At our hospital (the Chinese People's Liberation Army General Hospital), we admit approximately 20,000 inpatients annually, with cancer patients accounting for about 40% of this total.
Beyond oncology, departments such as pulmonology and gastroenterology—and indeed nearly all surgical specialties—are now heavily involved in cancer care. Many surgical teams rarely perform procedures other than tumor resections. Consequently, the number of cancer patients is rising, generating an ever-growing volume of data. We are increasingly recognizing the need to manage this data effectively.
Since 2000, we have made numerous attempts to establish a database, but most of them have essentially failed. The reasons are varied; some were due to funding constraints, while others stemmed from ineffective communication that failed to achieve the intended objectives.
So, how should we build the database? A critical factor is that IT professionals and physicians need to develop a common language; only on this basis can it be possible to construct an intelligent database that is truly usable.
Only with data can we leverage it to develop new applications and track patients’ health status. Therefore, the quality of medical records is key to the development of our entire platform, and the standardization of medical records is essential to ensuring their quality.

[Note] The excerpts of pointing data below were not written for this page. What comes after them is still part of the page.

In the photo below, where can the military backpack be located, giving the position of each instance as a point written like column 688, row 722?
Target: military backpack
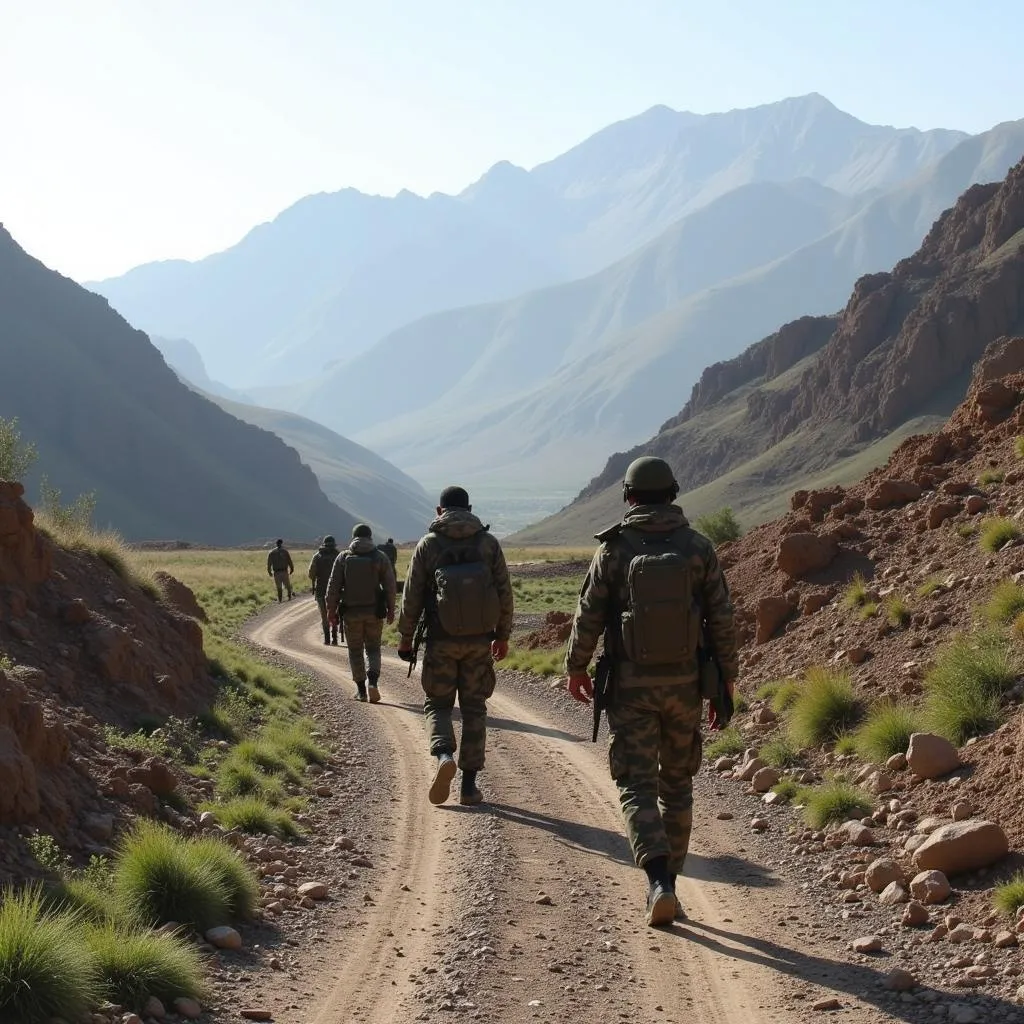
column 361, row 582
column 662, row 623
column 465, row 595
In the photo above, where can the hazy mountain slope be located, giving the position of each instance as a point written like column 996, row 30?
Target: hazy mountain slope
column 825, row 399
column 336, row 272
column 109, row 415
column 486, row 353
column 373, row 489
column 625, row 388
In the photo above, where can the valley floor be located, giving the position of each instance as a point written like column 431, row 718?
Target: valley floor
column 529, row 907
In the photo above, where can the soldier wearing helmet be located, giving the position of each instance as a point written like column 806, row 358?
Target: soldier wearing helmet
column 653, row 589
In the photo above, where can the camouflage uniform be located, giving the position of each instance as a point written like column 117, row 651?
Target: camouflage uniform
column 320, row 576
column 279, row 563
column 455, row 667
column 654, row 720
column 364, row 626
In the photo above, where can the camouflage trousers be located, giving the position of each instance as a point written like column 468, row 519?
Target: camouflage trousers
column 364, row 633
column 283, row 582
column 654, row 752
column 456, row 669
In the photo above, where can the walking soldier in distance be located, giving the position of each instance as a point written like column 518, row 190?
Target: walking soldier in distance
column 361, row 593
column 654, row 588
column 320, row 574
column 457, row 590
column 280, row 565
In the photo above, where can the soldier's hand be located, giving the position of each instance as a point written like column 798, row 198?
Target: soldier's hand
column 581, row 687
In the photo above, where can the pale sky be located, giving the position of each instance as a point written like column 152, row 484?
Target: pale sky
column 133, row 130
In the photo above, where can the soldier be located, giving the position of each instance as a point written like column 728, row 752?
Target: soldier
column 320, row 574
column 280, row 565
column 459, row 583
column 651, row 583
column 361, row 592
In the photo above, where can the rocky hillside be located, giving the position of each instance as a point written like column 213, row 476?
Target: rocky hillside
column 81, row 650
column 824, row 397
column 109, row 415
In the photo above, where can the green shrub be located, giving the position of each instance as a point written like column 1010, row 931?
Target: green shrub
column 157, row 880
column 238, row 879
column 45, row 970
column 966, row 685
column 1006, row 603
column 135, row 965
column 720, row 526
column 786, row 788
column 726, row 743
column 779, row 753
column 887, row 731
column 1009, row 897
column 997, row 531
column 825, row 709
column 255, row 816
column 897, row 610
column 834, row 802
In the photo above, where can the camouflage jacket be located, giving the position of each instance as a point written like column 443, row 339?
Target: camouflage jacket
column 320, row 569
column 605, row 590
column 385, row 574
column 279, row 560
column 419, row 588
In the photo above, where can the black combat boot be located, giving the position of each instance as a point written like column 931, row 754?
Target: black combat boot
column 660, row 898
column 441, row 785
column 469, row 795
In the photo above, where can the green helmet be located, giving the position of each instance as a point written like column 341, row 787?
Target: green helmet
column 648, row 473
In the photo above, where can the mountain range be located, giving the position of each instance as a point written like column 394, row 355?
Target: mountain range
column 108, row 415
column 824, row 398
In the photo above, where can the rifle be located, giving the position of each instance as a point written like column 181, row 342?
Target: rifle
column 712, row 681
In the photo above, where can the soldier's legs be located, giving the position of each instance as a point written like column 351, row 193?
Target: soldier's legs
column 635, row 727
column 476, row 683
column 354, row 632
column 680, row 752
column 439, row 680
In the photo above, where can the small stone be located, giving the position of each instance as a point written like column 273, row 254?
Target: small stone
column 223, row 938
column 899, row 980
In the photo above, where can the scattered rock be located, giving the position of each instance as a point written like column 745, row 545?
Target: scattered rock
column 963, row 846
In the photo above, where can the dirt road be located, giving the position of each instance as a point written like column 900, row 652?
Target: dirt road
column 529, row 907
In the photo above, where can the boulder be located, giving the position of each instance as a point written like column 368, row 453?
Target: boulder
column 800, row 554
column 889, row 494
column 883, row 871
column 771, row 612
column 962, row 846
column 930, row 756
column 931, row 887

The process should begin with medical history collection. This is a particularly labor-intensive intermediate step for physicians, and it should be performed by machines rather than by doctors. Upon completion of data collection, electronic health records (EHRs) should be automatically generated. Physicians’ primary focus should be on treating patients and engaging in thorough communication with them.

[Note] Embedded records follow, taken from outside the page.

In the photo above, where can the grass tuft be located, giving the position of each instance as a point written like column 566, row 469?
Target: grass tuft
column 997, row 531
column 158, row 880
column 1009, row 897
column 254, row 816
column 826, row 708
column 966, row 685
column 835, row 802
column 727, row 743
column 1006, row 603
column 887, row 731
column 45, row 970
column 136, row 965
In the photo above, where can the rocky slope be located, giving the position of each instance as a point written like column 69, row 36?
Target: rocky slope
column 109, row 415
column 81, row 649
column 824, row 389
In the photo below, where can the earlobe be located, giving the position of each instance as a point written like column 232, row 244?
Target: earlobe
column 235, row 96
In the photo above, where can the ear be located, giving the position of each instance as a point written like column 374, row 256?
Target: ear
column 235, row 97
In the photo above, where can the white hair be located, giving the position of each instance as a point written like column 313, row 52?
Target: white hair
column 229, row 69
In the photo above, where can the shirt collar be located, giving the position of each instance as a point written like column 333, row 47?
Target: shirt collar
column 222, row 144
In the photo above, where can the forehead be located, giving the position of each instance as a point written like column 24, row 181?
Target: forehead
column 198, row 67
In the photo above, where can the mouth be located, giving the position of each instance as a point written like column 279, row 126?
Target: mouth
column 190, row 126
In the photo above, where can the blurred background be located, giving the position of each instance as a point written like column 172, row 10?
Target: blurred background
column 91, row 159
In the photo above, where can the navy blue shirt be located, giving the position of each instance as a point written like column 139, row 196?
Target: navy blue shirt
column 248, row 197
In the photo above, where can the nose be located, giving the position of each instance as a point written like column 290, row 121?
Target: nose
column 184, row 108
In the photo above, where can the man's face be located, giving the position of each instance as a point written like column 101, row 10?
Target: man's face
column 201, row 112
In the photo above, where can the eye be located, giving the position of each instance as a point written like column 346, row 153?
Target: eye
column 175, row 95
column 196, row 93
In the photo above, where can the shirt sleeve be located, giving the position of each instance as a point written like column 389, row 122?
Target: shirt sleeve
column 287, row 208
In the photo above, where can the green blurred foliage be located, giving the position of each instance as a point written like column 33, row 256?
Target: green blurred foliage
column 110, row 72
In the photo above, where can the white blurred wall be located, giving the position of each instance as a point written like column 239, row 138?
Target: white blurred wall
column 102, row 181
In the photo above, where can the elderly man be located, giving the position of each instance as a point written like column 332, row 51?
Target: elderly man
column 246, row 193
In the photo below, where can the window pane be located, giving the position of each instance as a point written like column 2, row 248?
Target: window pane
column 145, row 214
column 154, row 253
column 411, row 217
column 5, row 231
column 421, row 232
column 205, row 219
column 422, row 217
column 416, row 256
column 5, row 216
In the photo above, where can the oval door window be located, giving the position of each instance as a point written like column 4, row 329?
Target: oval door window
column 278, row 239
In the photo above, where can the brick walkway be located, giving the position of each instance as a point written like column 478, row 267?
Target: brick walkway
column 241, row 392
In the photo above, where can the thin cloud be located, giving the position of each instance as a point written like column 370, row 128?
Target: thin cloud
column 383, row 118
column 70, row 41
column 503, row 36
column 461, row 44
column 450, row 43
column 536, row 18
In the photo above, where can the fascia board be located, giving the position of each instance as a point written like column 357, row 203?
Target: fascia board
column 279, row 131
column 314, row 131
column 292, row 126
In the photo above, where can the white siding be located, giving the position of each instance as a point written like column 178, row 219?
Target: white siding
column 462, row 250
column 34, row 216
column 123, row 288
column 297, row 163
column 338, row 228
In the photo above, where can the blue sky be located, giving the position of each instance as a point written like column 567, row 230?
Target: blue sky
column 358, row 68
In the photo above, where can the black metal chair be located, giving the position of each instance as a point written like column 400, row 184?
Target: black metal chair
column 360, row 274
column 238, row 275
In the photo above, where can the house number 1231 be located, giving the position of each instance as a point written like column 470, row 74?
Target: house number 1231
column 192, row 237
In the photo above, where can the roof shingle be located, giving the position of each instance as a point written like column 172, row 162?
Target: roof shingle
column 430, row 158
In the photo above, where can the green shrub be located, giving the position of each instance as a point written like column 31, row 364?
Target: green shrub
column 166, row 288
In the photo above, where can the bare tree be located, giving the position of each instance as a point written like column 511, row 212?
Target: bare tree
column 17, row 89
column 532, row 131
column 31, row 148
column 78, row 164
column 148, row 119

The scalability of the database is also crucial. Healthcare reform in China has long been described as challenging; how can it succeed? I believe that this reform will only succeed by connecting the entire country through a standardized electronic medical record system.

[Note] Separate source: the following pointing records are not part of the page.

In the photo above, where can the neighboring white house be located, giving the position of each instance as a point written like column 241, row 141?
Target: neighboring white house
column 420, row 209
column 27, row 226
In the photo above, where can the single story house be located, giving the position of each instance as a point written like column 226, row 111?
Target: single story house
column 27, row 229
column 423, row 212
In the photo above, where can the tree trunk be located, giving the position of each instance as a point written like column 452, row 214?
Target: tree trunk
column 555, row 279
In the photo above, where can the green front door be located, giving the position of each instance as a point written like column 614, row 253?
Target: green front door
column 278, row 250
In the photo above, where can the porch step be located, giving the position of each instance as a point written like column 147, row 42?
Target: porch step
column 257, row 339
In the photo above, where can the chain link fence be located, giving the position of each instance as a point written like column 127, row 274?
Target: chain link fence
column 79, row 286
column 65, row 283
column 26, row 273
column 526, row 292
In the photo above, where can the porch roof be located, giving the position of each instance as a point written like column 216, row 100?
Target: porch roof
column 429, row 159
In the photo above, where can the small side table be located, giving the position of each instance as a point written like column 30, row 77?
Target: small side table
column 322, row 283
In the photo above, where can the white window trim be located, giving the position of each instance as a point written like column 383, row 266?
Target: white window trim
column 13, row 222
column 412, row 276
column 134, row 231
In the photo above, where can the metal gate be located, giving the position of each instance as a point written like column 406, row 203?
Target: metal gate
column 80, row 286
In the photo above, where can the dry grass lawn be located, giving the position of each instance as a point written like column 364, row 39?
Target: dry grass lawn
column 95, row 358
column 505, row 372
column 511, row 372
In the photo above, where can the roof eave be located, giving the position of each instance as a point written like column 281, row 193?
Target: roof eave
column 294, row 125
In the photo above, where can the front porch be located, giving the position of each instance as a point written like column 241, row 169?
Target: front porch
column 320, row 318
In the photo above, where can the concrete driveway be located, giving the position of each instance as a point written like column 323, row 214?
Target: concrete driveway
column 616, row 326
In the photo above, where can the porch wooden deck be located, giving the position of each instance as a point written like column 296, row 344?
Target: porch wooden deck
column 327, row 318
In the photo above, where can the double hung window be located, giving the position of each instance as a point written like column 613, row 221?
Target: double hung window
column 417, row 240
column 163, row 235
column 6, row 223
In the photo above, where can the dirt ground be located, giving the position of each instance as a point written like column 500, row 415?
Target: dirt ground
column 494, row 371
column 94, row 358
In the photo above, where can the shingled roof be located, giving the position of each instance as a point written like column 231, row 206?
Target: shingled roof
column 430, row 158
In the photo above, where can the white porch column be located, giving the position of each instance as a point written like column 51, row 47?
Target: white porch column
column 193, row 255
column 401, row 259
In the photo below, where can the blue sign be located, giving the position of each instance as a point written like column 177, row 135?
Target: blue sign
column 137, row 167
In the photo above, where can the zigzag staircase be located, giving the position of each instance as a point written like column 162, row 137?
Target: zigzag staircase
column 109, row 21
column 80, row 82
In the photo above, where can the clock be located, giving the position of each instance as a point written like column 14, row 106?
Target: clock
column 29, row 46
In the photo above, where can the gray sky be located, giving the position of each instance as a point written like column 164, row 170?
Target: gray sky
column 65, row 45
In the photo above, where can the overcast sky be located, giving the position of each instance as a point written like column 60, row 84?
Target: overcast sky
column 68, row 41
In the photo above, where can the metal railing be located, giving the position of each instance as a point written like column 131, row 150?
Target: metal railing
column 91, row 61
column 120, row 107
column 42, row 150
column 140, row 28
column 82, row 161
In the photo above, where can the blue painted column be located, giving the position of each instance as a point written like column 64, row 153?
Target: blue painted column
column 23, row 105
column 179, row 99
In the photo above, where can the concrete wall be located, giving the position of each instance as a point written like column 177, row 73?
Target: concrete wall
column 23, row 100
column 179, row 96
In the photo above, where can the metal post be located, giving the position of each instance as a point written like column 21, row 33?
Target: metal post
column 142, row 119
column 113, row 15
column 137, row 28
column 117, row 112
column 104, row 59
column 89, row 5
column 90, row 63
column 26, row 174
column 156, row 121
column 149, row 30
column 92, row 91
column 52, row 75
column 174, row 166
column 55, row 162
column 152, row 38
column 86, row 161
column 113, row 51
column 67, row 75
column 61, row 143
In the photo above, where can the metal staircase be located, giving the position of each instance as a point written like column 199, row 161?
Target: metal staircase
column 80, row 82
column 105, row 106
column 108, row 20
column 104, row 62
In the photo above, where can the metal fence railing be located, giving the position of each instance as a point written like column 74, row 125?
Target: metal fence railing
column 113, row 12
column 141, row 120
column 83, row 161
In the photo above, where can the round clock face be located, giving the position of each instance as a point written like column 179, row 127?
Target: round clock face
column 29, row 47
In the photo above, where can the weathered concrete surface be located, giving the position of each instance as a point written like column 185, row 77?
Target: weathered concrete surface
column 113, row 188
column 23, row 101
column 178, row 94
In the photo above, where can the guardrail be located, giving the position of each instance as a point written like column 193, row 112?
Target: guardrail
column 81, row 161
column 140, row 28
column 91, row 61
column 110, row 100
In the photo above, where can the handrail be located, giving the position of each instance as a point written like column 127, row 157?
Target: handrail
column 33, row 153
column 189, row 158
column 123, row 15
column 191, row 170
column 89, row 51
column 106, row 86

Ping An Smart City has also played a significant role in the collaboration on the aforementioned initiatives. Gao Mengxuan, Co-General Manager and Chief Strategy Officer of Ping An Smart City, told VCBeat that Ping An will allocate resources to support artificial intelligence technologies and platform development. In the later stages, Ping An will also devote time and effort to facilitating the translation of scientific research into products, ensuring that the technology truly benefits people.
Xie Guotong, Chief Medical Scientist of Ping An Group, stated that Ping An began exploring the healthcare ecosystem a decade ago. Aligning closely with the national “Healthy China Action,” Ping An Smart City has implemented a comprehensive “Big Health” strategy, with its business activities covering most of the key areas of “Big Health” mentioned in the document. As part of Ping An Group’s medical and health ecosystem, Ping An Smart City’s smart healthcare services range from intelligent disease prediction and intelligent imaging screening to AskBob (an intelligent clinical decision support system), smart medical consortia, and intelligent quality control, extending further to smart patient services and chronic disease management. This approach creates an end-to-end integrated smart healthcare solution covering the entire process—pre-diagnosis, during diagnosis, and post-diagnosis—thereby achieving multi-dimensional interconnectivity among medical providers, patients, government entities, and industry stakeholders, and comprehensively enhancing the intelligence level of healthcare services and management.
Regarding the collaboration itself, Ping An will engage in deeper cooperation with the Society and medical experts to jointly promote the innovative development of smart healthcare through an integrated “industry-academia-research-clinical practice” model.